A começar pela certidão de batismo. A inscrição “africana” no documento que informa sua origem gera dúvidas quanto a sua condição, não sabendo ao certo se Estevão já nascera livre. A família se mantinha com parcos rendimentos. Apesar de, desde jovem pertencer aos quadros da Escola de Belas Artes, Estevão desempenhava outras funções para suprir o seu sustento. Registros do Ministério da Guerra divulgavam em editais da Junta Municipal da Corte, relação dos inspetores de quarteirão, designação atribuída a Estevão para o policiamento na região central da Corte. Já a promoção da carreira artística por meio da Academia, ao contrário do que se possa supor, estava destinada a candidatos de origem menos favorecida, cabendo aos herdeiros de famílias mais abastadas qualificação no exterior nos prestigiados ateliês parisienses.

Na Academia, Estevão iniciou seus estudos no curso diurno, frequentando as aulas de desenho geométrico e desenho figurado. Dirigida por Manuel Araújo Porto Alegre e ministrada por Victor Meirelles e Pedro Américo, a instituição contava com as cadeiras de pintura histórica, modelo vivo e anatomia e composições de naturezas-mortas na qual Estevão se especializou. A escola por meio de edital promovia periodicamente concursos internos entre os alunos e, anualmente concurso público com direito a premiação, evento amplamente celebrado e divulgado na imprensa brasileira.

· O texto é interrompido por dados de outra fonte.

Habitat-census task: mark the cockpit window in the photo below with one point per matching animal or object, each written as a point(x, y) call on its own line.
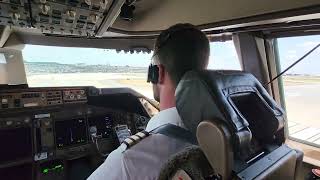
point(49, 66)
point(223, 56)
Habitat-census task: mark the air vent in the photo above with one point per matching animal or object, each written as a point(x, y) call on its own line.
point(54, 97)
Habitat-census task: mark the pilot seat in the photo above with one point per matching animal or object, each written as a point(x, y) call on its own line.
point(239, 130)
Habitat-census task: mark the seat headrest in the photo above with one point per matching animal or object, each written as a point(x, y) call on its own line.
point(236, 98)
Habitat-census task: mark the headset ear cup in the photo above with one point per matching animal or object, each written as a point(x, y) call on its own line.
point(155, 74)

Se analisarmos a produção pictórica do período, precisaremos fazer algum esforço para localizar conexões objetivas a problemáticas negras, tais como o tráfico negreiro ou processos de abolição, diferentemente do que se já testemunhava na imprensa e na literatura. A obra “Úrsula” da maranhense Maria Firmina dos Reis, romance publicado em 1859,foi um dos precursores para a luta abolicionista, merecendo atenção especial por se tratar de uma mulher negra em um país de maioria iletrada. Luís Gama trazia em sua narrativa de retorno ao passado, a reconstrução de uma África e de uma africanidade idílica, que já não existia e talvez nunca tenha existido no próprio continente, mas que no imaginário dos desterrados refazia noções de pertencimento vitais para a emancipação negra.

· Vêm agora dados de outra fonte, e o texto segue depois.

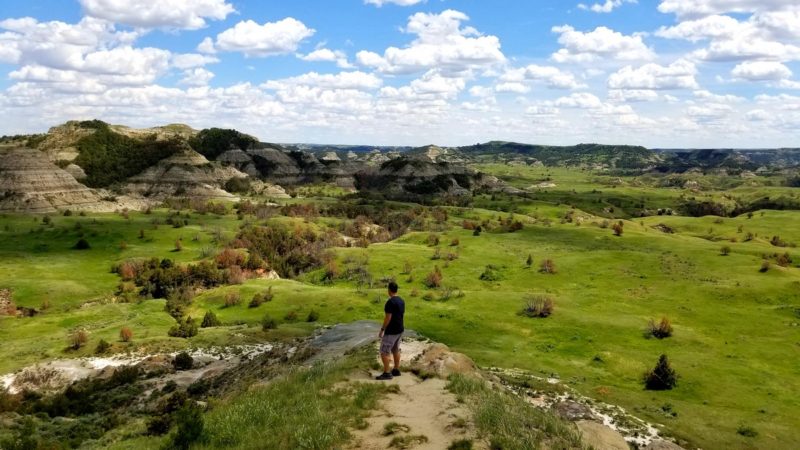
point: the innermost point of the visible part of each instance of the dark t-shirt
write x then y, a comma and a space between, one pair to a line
397, 308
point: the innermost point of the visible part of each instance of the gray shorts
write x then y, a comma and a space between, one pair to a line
390, 343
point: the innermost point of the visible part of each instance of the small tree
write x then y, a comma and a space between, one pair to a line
491, 273
548, 267
232, 299
268, 323
258, 300
434, 279
78, 338
189, 420
538, 306
662, 377
210, 320
660, 330
784, 260
183, 361
125, 334
185, 328
102, 347
618, 228
236, 275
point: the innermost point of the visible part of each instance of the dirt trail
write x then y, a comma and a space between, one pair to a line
426, 408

Pensar a obra de Estevão da Silva em categorias raciais requer, necessariamente, a readequação de categorias analíticas fundamentais para pensar a complexidade das poéticas visuais, operadas por um grupo social tão heterogêneo no tempo e no espaço. Retomando a crítica da arte, percebemos o intenso debate sobre os critérios e balizas que circunscrevem uma arte afro-brasileira e por consequência nos ajuda a refletir sobre demais categorias, tais como “artistas afro-brasileiros”. Seria Estevão da Silva um artista afro-brasileiro?

José Mariano Carneiro da Cunha foi uma das personalidades referenciais para a discussão da constituição de uma arte afro-brasileira. Ancestralidade e religiosidade concorriam como questões centrais para a associação do termo. Tão importante quanto as origens da cultura negra, a representação dos ritos, a frequência e adoção consciente do tema perfaziam alguns dos critérios para a nomenclatura de uma arte afro-brasileira, independente da procedência étnica do artista.

Já o artista e escritor Manuel Raimundo Querino, fundador do Liceu de Artes e Ofícios na Bahia e contemporâneo de Estevão, enfatiza a contribuição da “mão afro-brasileira”, como bem salientou o curador Emanoel Araújo em catálogo de exposição homônima por ocasião dos cem anos de abolição, para pensarmos que, embora não evidente no construto estético das artes plásticas do XIX, a emergência de contra narrativas e da perspectiva de sujeitos racializados encontrava lugar e voz nos escritos de Querino. A obra “O colono preto como fator da civilização brasileira” subvertia o binômio dominante/dominado designando ao negro escravizado a posição e atuação de colono preto, dado que os pressupostos para um modelo de civilização em solo brasileiro não deveriam se estabelecer em função de paradigmas de uma civilidade europeia, por consequência pautadas em estruturas raciais hierarquizantes.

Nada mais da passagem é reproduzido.